これらの構成によれば、オブジェクトとユーザとの間の心理的距離に基づいて誘目強度を算出することができる。誘目強度は、オブジェクトとユーザとの間の心理的距離(例えば、そのオブジェクトをユーザが視覚した回数、ユーザがそのオブジェクトの作成者であるか否か、そのオブジェクトにユーザが表示されているか否かなど)に依存する。したがって、オブジェクトとユーザとの間の心理的距離に基づいて誘目強度を算出することにより、誘目強度を正確に算出することができ、ユーザの関心度を高精度に推定することが可能となる。
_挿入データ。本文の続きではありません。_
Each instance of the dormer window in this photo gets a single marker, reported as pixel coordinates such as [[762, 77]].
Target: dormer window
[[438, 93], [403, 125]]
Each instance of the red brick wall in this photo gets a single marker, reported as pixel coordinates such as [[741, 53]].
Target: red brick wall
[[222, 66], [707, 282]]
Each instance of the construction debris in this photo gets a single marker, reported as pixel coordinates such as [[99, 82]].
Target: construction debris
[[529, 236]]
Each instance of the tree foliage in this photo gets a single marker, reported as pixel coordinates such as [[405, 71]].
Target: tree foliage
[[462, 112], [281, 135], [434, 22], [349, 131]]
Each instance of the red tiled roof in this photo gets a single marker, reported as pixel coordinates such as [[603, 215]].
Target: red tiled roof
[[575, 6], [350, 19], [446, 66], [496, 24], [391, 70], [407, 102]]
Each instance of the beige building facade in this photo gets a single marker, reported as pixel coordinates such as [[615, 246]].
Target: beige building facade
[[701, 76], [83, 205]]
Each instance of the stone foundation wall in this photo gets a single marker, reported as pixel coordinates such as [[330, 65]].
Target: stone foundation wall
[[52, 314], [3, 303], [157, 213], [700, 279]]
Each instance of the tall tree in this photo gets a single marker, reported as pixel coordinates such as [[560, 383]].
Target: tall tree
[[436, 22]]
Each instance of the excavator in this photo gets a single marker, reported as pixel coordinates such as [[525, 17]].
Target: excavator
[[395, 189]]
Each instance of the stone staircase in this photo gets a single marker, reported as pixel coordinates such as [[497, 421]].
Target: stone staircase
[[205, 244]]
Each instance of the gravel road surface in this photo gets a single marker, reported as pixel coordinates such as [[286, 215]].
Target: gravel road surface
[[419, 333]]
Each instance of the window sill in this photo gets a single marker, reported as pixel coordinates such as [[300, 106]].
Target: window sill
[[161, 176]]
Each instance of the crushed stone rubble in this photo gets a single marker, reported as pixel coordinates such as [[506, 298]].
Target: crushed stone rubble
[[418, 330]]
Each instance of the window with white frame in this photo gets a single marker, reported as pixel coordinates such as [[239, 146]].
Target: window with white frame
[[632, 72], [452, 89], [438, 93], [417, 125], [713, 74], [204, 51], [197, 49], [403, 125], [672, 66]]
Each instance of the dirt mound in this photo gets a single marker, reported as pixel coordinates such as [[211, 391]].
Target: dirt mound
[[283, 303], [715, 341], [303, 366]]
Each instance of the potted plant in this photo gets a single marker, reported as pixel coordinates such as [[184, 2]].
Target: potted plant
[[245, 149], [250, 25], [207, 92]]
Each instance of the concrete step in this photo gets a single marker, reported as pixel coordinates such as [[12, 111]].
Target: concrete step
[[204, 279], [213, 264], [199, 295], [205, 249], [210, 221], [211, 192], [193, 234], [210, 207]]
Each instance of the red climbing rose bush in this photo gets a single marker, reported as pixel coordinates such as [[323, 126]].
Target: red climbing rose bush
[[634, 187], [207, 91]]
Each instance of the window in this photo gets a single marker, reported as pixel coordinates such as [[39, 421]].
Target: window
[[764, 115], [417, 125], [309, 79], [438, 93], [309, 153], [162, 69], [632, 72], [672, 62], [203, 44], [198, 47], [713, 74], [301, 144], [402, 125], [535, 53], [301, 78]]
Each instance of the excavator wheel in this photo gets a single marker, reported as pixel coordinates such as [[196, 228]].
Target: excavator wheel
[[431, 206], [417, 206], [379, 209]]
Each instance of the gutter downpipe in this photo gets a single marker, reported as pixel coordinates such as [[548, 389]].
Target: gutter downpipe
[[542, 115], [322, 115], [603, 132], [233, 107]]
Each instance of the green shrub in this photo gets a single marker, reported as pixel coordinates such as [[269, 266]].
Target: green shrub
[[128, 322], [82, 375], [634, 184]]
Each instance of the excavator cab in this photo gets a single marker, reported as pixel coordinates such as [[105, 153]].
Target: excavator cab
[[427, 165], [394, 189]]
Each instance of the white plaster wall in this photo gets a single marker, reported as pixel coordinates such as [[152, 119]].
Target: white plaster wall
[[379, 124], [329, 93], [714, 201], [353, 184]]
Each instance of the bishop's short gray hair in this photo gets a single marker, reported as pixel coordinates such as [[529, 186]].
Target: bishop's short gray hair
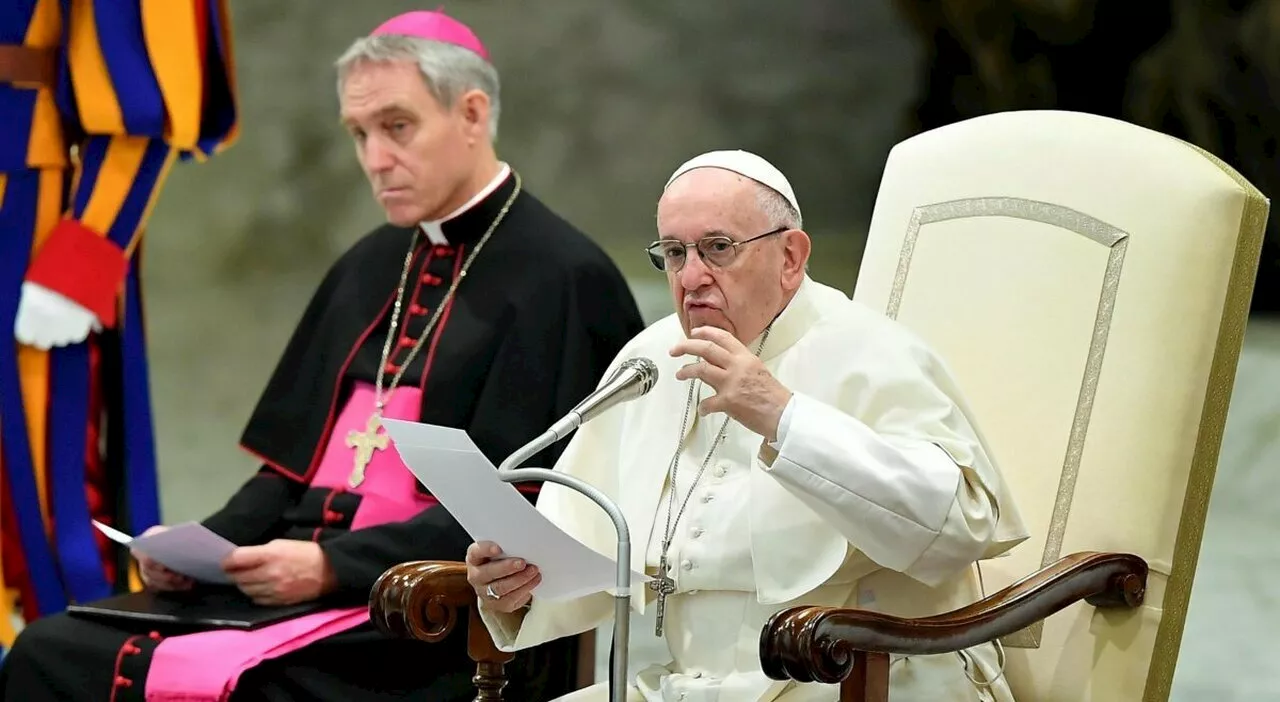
[[448, 69]]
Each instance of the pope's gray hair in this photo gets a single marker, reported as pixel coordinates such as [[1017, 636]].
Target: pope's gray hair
[[447, 69], [777, 209]]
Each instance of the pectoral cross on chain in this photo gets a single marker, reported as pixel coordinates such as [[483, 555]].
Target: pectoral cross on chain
[[663, 586], [365, 443]]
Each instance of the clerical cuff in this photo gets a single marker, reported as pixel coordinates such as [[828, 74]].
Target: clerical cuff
[[769, 448], [504, 628]]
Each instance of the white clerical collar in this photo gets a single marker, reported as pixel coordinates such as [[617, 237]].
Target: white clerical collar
[[434, 231]]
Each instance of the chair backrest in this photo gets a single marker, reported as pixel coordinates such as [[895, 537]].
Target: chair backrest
[[1087, 281]]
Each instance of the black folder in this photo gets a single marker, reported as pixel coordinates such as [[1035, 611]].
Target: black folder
[[201, 609]]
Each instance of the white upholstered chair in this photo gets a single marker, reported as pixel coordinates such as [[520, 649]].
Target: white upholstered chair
[[1088, 282]]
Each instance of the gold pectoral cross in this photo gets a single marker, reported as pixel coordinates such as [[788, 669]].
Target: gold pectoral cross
[[663, 586], [365, 443]]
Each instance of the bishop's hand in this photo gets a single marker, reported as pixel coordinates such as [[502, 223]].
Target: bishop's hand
[[282, 571], [744, 388], [502, 584]]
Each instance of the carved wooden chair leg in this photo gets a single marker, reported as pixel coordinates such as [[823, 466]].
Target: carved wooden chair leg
[[490, 675], [868, 680]]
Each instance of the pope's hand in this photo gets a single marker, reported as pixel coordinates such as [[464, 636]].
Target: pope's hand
[[744, 388], [156, 577], [48, 319], [283, 571], [502, 584]]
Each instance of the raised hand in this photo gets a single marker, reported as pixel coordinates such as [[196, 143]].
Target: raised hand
[[744, 388], [502, 584]]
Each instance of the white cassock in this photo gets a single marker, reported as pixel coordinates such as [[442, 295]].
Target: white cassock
[[877, 495]]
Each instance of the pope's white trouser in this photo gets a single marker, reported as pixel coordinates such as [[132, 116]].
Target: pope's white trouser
[[713, 638]]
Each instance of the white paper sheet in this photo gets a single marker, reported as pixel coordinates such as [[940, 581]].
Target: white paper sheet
[[114, 534], [188, 548], [466, 483]]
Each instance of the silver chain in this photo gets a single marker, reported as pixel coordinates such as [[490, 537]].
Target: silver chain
[[400, 296], [673, 469]]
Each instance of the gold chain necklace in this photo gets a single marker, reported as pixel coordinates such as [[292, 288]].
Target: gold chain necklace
[[371, 438], [664, 584]]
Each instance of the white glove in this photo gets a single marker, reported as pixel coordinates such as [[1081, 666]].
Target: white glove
[[48, 319]]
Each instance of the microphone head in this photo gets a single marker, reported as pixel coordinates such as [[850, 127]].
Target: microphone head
[[645, 368]]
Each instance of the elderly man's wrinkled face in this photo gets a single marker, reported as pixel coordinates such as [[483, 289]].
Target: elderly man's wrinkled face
[[748, 292], [416, 153]]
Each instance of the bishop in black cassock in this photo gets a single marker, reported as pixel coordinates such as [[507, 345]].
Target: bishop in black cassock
[[536, 319]]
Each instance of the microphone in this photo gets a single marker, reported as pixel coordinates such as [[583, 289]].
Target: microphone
[[632, 378]]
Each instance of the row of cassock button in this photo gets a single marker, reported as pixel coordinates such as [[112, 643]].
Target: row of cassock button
[[720, 472], [417, 310]]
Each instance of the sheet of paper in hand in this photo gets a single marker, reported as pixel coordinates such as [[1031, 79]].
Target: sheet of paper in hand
[[188, 548], [466, 483]]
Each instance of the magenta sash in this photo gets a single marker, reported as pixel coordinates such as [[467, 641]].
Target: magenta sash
[[205, 666]]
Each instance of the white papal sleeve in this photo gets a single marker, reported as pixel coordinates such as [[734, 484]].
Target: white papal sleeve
[[904, 502]]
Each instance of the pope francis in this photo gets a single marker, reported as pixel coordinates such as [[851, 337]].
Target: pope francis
[[798, 448]]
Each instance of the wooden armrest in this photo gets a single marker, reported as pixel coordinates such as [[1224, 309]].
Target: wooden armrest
[[828, 644], [420, 600]]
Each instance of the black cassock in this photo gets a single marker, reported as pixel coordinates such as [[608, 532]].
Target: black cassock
[[535, 322]]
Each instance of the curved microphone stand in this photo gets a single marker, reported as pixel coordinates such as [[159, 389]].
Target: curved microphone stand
[[632, 379]]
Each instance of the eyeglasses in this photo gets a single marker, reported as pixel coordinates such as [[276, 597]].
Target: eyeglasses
[[670, 255]]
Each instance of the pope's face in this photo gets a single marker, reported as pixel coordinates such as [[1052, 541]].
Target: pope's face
[[745, 295], [416, 154]]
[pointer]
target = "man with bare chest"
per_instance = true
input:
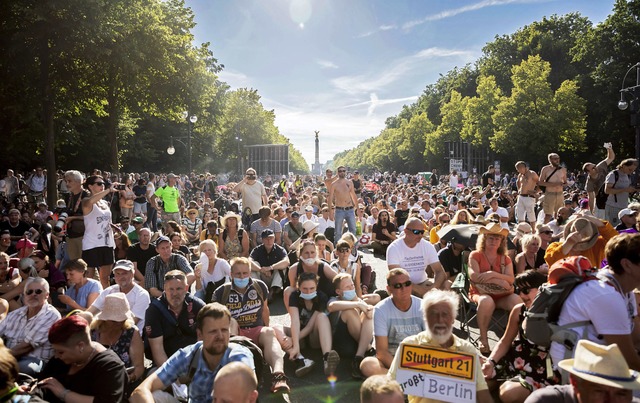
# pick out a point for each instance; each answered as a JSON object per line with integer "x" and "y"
{"x": 553, "y": 177}
{"x": 527, "y": 180}
{"x": 342, "y": 196}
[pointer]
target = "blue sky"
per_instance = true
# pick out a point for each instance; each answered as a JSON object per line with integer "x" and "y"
{"x": 343, "y": 66}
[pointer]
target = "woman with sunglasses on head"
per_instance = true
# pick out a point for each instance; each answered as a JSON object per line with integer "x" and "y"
{"x": 310, "y": 263}
{"x": 98, "y": 243}
{"x": 491, "y": 275}
{"x": 514, "y": 358}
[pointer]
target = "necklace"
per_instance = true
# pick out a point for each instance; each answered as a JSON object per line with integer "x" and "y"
{"x": 82, "y": 364}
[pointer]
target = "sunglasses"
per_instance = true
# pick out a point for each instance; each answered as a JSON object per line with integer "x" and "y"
{"x": 398, "y": 286}
{"x": 180, "y": 277}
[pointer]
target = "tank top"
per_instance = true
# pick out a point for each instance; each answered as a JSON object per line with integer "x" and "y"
{"x": 97, "y": 228}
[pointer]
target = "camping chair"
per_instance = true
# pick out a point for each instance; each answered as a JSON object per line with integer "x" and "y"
{"x": 468, "y": 310}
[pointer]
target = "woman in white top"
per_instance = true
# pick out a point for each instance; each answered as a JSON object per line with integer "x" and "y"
{"x": 97, "y": 242}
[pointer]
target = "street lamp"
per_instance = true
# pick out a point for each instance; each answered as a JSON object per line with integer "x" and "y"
{"x": 634, "y": 92}
{"x": 191, "y": 120}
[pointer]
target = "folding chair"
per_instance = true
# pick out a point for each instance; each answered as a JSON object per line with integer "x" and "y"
{"x": 468, "y": 310}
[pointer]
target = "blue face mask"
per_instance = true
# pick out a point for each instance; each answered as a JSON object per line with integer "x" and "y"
{"x": 309, "y": 296}
{"x": 348, "y": 295}
{"x": 241, "y": 282}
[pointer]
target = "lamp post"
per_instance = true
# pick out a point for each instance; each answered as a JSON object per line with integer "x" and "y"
{"x": 634, "y": 93}
{"x": 191, "y": 120}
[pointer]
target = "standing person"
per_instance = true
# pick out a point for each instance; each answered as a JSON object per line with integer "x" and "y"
{"x": 526, "y": 182}
{"x": 596, "y": 175}
{"x": 343, "y": 197}
{"x": 415, "y": 255}
{"x": 254, "y": 195}
{"x": 98, "y": 243}
{"x": 618, "y": 186}
{"x": 553, "y": 177}
{"x": 171, "y": 201}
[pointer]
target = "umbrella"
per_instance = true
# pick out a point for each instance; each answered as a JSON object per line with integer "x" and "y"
{"x": 465, "y": 234}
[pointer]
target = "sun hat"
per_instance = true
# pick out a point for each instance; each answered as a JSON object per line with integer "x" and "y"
{"x": 309, "y": 226}
{"x": 495, "y": 229}
{"x": 230, "y": 214}
{"x": 588, "y": 233}
{"x": 116, "y": 308}
{"x": 604, "y": 365}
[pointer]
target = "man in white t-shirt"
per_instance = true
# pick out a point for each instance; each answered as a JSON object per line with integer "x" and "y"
{"x": 137, "y": 296}
{"x": 414, "y": 254}
{"x": 608, "y": 304}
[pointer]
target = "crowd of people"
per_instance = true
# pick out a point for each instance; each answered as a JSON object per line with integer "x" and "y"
{"x": 144, "y": 286}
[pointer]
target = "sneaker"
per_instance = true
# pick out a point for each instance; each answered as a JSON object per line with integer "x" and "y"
{"x": 279, "y": 383}
{"x": 303, "y": 366}
{"x": 331, "y": 361}
{"x": 355, "y": 368}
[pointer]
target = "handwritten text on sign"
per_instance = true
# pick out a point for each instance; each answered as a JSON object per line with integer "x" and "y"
{"x": 439, "y": 374}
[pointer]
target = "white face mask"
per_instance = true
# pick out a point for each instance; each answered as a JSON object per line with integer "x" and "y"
{"x": 309, "y": 261}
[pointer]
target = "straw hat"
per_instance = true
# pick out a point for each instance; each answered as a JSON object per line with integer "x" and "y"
{"x": 588, "y": 233}
{"x": 604, "y": 365}
{"x": 116, "y": 308}
{"x": 495, "y": 229}
{"x": 230, "y": 214}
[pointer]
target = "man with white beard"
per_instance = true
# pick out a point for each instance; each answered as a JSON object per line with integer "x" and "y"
{"x": 440, "y": 309}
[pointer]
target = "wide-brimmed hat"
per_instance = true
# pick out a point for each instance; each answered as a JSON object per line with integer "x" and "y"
{"x": 309, "y": 226}
{"x": 116, "y": 308}
{"x": 230, "y": 214}
{"x": 495, "y": 229}
{"x": 588, "y": 233}
{"x": 604, "y": 365}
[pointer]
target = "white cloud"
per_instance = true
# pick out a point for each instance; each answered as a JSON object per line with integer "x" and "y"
{"x": 366, "y": 83}
{"x": 326, "y": 64}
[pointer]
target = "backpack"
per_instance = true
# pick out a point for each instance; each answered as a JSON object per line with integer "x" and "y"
{"x": 258, "y": 359}
{"x": 601, "y": 196}
{"x": 541, "y": 319}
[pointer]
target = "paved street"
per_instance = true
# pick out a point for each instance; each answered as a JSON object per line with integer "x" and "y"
{"x": 315, "y": 387}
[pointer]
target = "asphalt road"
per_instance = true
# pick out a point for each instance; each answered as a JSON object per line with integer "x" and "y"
{"x": 315, "y": 387}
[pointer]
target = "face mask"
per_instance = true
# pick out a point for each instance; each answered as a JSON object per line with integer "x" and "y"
{"x": 241, "y": 282}
{"x": 309, "y": 296}
{"x": 309, "y": 261}
{"x": 348, "y": 295}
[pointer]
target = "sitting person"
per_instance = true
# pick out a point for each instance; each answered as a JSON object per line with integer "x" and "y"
{"x": 25, "y": 329}
{"x": 82, "y": 291}
{"x": 351, "y": 317}
{"x": 114, "y": 327}
{"x": 514, "y": 358}
{"x": 83, "y": 370}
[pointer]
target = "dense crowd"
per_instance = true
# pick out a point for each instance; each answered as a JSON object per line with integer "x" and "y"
{"x": 142, "y": 286}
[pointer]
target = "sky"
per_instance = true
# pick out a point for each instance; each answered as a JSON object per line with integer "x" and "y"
{"x": 342, "y": 67}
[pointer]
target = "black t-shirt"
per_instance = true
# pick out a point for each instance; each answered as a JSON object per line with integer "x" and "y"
{"x": 451, "y": 263}
{"x": 174, "y": 337}
{"x": 401, "y": 216}
{"x": 136, "y": 254}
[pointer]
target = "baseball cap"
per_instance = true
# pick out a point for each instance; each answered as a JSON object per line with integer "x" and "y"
{"x": 123, "y": 264}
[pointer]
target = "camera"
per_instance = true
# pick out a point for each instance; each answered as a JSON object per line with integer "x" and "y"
{"x": 62, "y": 220}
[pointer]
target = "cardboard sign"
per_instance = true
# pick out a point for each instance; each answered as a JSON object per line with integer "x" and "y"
{"x": 438, "y": 374}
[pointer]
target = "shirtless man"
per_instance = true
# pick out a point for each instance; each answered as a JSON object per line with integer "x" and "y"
{"x": 554, "y": 177}
{"x": 345, "y": 200}
{"x": 527, "y": 180}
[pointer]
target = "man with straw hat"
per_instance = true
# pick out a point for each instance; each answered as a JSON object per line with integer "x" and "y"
{"x": 597, "y": 373}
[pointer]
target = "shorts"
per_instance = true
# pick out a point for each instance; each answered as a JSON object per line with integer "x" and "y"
{"x": 100, "y": 256}
{"x": 552, "y": 202}
{"x": 251, "y": 332}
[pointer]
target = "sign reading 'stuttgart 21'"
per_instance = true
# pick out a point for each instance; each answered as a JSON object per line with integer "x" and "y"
{"x": 438, "y": 374}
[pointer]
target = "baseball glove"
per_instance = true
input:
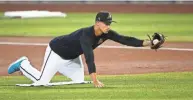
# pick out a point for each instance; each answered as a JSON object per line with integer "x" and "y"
{"x": 157, "y": 40}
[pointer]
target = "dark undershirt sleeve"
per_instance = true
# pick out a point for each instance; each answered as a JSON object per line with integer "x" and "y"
{"x": 88, "y": 53}
{"x": 126, "y": 40}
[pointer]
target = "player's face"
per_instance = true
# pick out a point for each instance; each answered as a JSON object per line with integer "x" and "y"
{"x": 104, "y": 27}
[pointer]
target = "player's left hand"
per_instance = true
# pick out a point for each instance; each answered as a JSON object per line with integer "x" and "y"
{"x": 157, "y": 40}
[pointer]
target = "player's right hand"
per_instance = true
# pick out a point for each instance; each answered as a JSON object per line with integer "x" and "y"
{"x": 98, "y": 84}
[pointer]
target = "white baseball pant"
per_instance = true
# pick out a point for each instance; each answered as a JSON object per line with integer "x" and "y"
{"x": 73, "y": 69}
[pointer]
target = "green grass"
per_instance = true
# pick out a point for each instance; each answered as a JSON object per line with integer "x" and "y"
{"x": 178, "y": 27}
{"x": 159, "y": 86}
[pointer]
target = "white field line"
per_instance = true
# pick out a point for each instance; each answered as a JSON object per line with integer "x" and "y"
{"x": 102, "y": 46}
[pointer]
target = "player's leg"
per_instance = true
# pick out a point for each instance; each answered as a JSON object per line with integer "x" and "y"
{"x": 74, "y": 70}
{"x": 50, "y": 66}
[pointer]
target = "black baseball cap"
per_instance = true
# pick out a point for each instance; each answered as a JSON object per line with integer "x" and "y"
{"x": 104, "y": 16}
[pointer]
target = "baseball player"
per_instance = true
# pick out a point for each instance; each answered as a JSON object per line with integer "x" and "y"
{"x": 63, "y": 52}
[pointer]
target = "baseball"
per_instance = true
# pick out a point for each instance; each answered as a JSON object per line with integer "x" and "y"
{"x": 155, "y": 41}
また、前記誘目強度算出部は、前記オブジェクトごとに、当該オブジェクトと前記ユーザとの物理的な位置関係に基づいて前記誘目強度を算出することが好ましい。この場合に例えば、前記誘目強度算出部は、前記オブジェクトごとに、当該オブジェクトと前記ユーザとの間の物理的距離に基づいて、物理的距離が短いほど誘目強度が大きくなるように前記誘目強度を算出してもよい。また例えば、前記誘目強度算出部は、前記オブジェクトごとに、当該オブジェクトおよび前記ユーザを結ぶ線と前記画面の法線とのなす角度に基づいて、角度が小さいほど誘目強度が大きくなるように前記誘目強度を算出してもよい。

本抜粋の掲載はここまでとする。